Tourists re-thinking visits to violence-plagued Mexico
Drug violence and festering political unrest are making foreigners more hesitant to visit Mexico, threatening the almost $12 billion a year tourism industry.
Mexico’s recent tourism problems stated last fall when Hurricane Wilma hit the area’s most popular destination, Cancun.
“No tourists have been reported hurt in Mexico City, Oaxaca or Acapulco, but hotels are being hit by cancellations of thousands of reservations,” commented the Associated Press.
Dramatic and highly publicized negative news reports included a human head washing up on an Acapulco Beach. But protestors of politics and poverty have also been bothering visitors in both Oaxaca and Mexico City, according to press reports.
In some parts of Mexico City, tourists are forced to pass through checkpoints to reach the main plaza. Drugs gangs have been reported fighting for control of smuggling in Acapulco.

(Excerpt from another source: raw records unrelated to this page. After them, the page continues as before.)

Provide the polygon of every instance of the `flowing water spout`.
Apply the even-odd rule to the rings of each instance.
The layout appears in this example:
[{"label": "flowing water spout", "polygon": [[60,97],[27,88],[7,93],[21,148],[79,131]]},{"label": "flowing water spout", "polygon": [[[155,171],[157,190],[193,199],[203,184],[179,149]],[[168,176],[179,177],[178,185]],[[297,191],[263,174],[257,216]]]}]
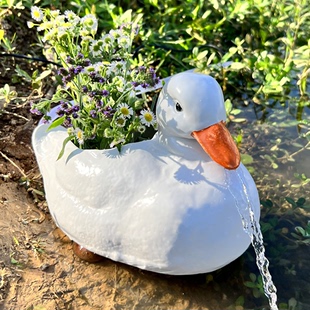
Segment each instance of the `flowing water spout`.
[{"label": "flowing water spout", "polygon": [[[234,188],[235,184],[231,182],[230,178],[233,174],[237,174],[240,182],[242,183],[243,192],[240,192],[239,188]],[[243,229],[251,238],[251,243],[256,254],[256,264],[262,276],[264,292],[269,300],[270,309],[278,310],[277,289],[272,281],[271,274],[268,269],[269,261],[265,256],[263,235],[260,230],[259,222],[255,219],[248,189],[245,185],[246,181],[244,179],[244,175],[240,169],[227,170],[226,177],[227,186],[231,195],[234,197],[236,207],[242,220]]]}]

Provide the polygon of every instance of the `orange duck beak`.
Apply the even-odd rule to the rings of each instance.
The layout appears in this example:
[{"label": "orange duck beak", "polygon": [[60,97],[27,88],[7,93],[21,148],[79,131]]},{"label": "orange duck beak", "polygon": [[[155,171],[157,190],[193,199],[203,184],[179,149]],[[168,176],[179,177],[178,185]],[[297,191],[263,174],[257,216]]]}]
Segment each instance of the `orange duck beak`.
[{"label": "orange duck beak", "polygon": [[202,130],[193,131],[192,136],[211,159],[222,167],[229,170],[239,167],[239,150],[223,121]]}]

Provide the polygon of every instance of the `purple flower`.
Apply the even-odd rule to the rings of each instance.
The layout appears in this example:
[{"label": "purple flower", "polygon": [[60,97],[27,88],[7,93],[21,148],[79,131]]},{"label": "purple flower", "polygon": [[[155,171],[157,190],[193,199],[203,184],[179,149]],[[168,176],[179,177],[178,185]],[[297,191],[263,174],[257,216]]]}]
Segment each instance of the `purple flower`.
[{"label": "purple flower", "polygon": [[43,113],[40,112],[40,111],[34,106],[33,103],[31,103],[31,105],[30,105],[30,113],[35,114],[35,115],[39,115],[39,116],[43,115]]},{"label": "purple flower", "polygon": [[73,113],[72,113],[72,117],[73,117],[73,118],[78,118],[79,115],[78,115],[76,112],[73,112]]},{"label": "purple flower", "polygon": [[35,114],[35,115],[43,115],[42,112],[40,112],[37,108],[30,109],[30,113]]},{"label": "purple flower", "polygon": [[68,57],[66,58],[66,63],[72,65],[72,64],[74,63],[74,61],[73,61],[73,59],[72,59],[70,56],[68,56]]},{"label": "purple flower", "polygon": [[63,110],[67,109],[68,108],[68,103],[66,102],[63,102],[63,101],[60,101],[60,106]]},{"label": "purple flower", "polygon": [[73,112],[73,109],[71,107],[65,110],[66,115],[71,115],[72,112]]},{"label": "purple flower", "polygon": [[91,110],[91,111],[89,112],[89,115],[90,115],[92,118],[97,118],[97,111]]},{"label": "purple flower", "polygon": [[87,66],[90,66],[90,65],[91,65],[91,61],[89,59],[84,59],[83,66],[87,67]]},{"label": "purple flower", "polygon": [[142,84],[141,84],[141,87],[143,87],[143,88],[148,88],[150,86],[150,84],[148,84],[148,83],[146,83],[146,82],[143,82]]},{"label": "purple flower", "polygon": [[90,91],[90,92],[88,93],[88,96],[89,96],[90,98],[94,98],[96,95],[97,95],[97,92],[96,92],[95,90]]},{"label": "purple flower", "polygon": [[79,52],[77,54],[77,59],[83,59],[83,58],[84,58],[84,55],[81,52]]},{"label": "purple flower", "polygon": [[105,110],[102,111],[102,113],[106,117],[113,117],[113,114],[115,113],[115,110],[113,110],[111,107],[106,107]]},{"label": "purple flower", "polygon": [[73,79],[73,76],[72,76],[71,74],[68,74],[67,76],[64,76],[64,77],[62,78],[62,82],[63,82],[64,84],[66,84],[66,83],[70,82],[72,79]]},{"label": "purple flower", "polygon": [[70,67],[70,68],[68,69],[69,73],[71,73],[71,74],[73,74],[73,73],[74,73],[74,70],[75,70],[75,68],[74,68],[74,67]]},{"label": "purple flower", "polygon": [[57,73],[58,75],[63,75],[63,76],[68,75],[68,71],[65,68],[58,69]]},{"label": "purple flower", "polygon": [[62,108],[58,108],[56,111],[56,114],[58,116],[64,116],[65,115],[65,111]]},{"label": "purple flower", "polygon": [[82,86],[82,92],[83,93],[87,93],[88,92],[88,88],[87,88],[87,86]]},{"label": "purple flower", "polygon": [[76,66],[75,68],[74,68],[74,74],[79,74],[80,72],[82,72],[82,70],[83,70],[83,67],[82,66]]},{"label": "purple flower", "polygon": [[90,76],[90,78],[91,78],[92,80],[95,80],[95,79],[96,79],[96,75],[97,75],[97,73],[96,73],[95,71],[92,71],[92,72],[89,73],[89,76]]},{"label": "purple flower", "polygon": [[131,85],[132,85],[133,87],[138,87],[138,86],[140,85],[140,83],[137,82],[137,81],[133,81],[133,82],[131,82]]},{"label": "purple flower", "polygon": [[67,117],[67,118],[64,120],[63,125],[64,125],[65,127],[72,127],[71,118],[70,118],[70,117]]},{"label": "purple flower", "polygon": [[101,100],[98,100],[96,103],[97,108],[101,108],[103,106],[103,102]]},{"label": "purple flower", "polygon": [[74,112],[78,112],[78,111],[80,111],[80,107],[79,107],[78,105],[74,105],[74,106],[72,107],[72,110],[73,110]]},{"label": "purple flower", "polygon": [[106,90],[106,89],[104,89],[104,90],[102,91],[102,96],[104,96],[104,97],[109,96],[109,94],[110,94],[110,92],[109,92],[108,90]]},{"label": "purple flower", "polygon": [[140,72],[145,72],[145,67],[144,66],[140,66],[138,69]]},{"label": "purple flower", "polygon": [[47,119],[45,117],[42,118],[42,123],[43,124],[49,124],[49,122],[50,122],[50,119]]}]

Some reports said Mexico City businesses are losing $23 million a day.
Protestors want to use the unrest to get tourism officials to pressure the government for reform, according to some union officials.
Tourism is the country’s third-largest legal source of income, after oil and remittances from migrants in the US.
Will the unrest continue? Some reports say there’s no quick in part because protestors vow their next target will be airports.